Vous connaissez certainement la recette du café à la chaussette.
Le matin, vers 5 heures, vous mettez du café moulu, attention, moulu avec le moulin à café manuel que vous tenez de votre mère, cette sainte femme qui a élevé ses 8 enfants, et a eu 12 grossesses, pendant que le père allait aux champs, mais nous nous égarons.
Donc le café fraichement moulu, café en grains acheté en Belgique en passant par le chemin des Douaniers appelé pour ça parce qu'il ne passe pas par le poste de douanes et permet de ramener quelques friandises qui coûtent moins cher de l'autre coté.
Et de toute façon, même si les douaniers sont en embuscade sur ce chemin qu'ils connaissent très bien, vous pensez ils sont de chez nous, ce n'est pas grave, parce que Jean, Raymond et Jacques, je les ai vus grandir, ils n'oseraient quand même pas me dire quelque chose.
Mais revenons à notre café belge fraichement moulu que nous mettons dans une cafetière en émail bleu avec des fleurs, vous savez, la cafetière haute avec un bec, une partie droite et une partie évasée, celle qui est posée sur la cuisinière dans la cuisine.
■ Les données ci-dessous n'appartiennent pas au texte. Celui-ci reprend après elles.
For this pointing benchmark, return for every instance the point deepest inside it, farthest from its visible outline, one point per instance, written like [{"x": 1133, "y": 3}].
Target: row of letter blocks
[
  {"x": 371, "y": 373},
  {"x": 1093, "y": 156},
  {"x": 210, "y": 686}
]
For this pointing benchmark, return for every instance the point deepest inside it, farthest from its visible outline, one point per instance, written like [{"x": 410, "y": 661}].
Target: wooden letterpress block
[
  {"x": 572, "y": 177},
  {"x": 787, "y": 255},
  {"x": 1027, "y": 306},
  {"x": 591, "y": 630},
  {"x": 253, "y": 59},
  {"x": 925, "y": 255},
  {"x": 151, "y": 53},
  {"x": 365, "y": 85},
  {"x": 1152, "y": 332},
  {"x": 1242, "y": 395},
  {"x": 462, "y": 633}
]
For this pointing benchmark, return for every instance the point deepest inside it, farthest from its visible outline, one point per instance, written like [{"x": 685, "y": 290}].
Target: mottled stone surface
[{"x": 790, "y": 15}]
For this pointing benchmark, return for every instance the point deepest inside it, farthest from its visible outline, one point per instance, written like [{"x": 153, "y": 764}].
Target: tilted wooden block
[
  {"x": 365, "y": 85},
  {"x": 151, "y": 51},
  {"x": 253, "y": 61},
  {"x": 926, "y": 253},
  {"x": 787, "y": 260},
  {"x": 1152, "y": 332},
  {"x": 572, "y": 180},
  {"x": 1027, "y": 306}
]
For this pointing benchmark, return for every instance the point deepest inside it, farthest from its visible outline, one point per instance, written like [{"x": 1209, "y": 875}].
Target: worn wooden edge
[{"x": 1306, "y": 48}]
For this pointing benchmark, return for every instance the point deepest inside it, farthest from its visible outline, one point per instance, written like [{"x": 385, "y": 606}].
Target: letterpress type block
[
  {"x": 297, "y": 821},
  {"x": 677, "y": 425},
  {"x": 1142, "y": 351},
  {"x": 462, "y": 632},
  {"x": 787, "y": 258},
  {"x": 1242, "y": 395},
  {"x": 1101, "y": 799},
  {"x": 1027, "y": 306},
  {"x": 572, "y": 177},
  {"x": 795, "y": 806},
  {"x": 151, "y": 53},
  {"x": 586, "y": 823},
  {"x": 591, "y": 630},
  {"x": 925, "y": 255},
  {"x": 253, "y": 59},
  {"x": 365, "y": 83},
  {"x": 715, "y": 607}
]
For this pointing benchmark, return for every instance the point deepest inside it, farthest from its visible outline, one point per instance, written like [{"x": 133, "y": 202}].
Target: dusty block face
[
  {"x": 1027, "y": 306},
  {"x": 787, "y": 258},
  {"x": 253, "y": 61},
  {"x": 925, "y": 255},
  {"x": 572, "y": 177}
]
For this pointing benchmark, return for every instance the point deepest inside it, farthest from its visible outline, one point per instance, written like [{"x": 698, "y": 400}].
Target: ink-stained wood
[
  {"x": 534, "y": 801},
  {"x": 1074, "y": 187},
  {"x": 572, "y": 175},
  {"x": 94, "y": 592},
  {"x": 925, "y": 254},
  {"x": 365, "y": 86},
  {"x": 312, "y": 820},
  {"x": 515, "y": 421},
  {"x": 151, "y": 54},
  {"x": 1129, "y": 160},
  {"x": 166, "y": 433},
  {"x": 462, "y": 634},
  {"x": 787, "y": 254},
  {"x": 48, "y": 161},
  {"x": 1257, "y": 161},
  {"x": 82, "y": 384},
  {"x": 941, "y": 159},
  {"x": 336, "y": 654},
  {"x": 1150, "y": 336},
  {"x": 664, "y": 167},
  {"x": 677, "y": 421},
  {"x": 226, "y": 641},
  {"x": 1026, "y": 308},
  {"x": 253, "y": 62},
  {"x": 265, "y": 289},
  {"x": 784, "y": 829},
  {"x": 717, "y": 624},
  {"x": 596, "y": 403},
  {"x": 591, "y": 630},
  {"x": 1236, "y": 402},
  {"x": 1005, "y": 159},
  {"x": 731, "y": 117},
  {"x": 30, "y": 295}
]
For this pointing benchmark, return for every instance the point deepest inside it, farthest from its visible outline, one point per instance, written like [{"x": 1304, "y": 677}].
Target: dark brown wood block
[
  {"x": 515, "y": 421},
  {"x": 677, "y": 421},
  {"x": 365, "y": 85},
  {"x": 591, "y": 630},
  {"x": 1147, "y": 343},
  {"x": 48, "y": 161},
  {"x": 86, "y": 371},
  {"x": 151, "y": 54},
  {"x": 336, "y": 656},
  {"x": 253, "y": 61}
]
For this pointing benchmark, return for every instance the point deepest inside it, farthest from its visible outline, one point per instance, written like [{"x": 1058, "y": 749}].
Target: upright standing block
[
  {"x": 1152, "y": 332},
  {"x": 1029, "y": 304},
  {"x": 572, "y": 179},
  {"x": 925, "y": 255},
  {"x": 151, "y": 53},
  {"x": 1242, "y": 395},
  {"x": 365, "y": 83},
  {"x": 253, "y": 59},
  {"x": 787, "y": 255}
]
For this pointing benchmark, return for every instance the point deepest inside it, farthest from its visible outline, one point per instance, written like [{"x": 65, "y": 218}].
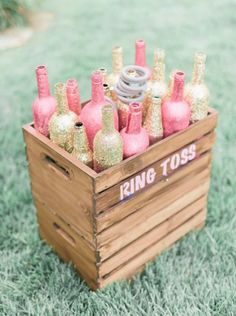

Donc, notre café belge fraichement moulu est mis dans la chaussette de la cafetière bleue, ben oui, la chaussette. C'est parfait une chaussette, nettement mieux que les machins de papier que l'on doit jeter après chaque usage parce qu'il sont tellement fins qu'il est impossible de les récupérer pour le lendemain. Et puis on ne peut même pas l'utiliser une journée complète, ça donne un goût au café.
Une fois le café belge fraichement moulu et mis dans la chausette de la cafetière bleue qui est placée sur la cuisinière de la cuisine, on met l'eau bouillante dessus.
Evidemment que l'eau bouillante vous l'avez mise d'abord froide dans la bouilloire du même émail que la cafetière, évidemment que l'eau elle vient de votre puits, un fameux puits d'ailleurs, creusé par le père du père de votre mari à l'endroit indiqué par Mathieu, le fils du bedeau qui était un peu sourcier et beaucoup d'autres choses, mais on n'est pas là pour parler de ça.
La bouilloire remplie d'eau froide du puits est mise à chauffer sur la plaque en fonte de la cuisinière à bois. Mais oui, bien sur qu'avant j'ai du ranimer le feu en remettant un peu de petit bois et une grosse bûche, mais ça repart vite, le tirage est fameux et puis on a le temps de se préparer une tartine.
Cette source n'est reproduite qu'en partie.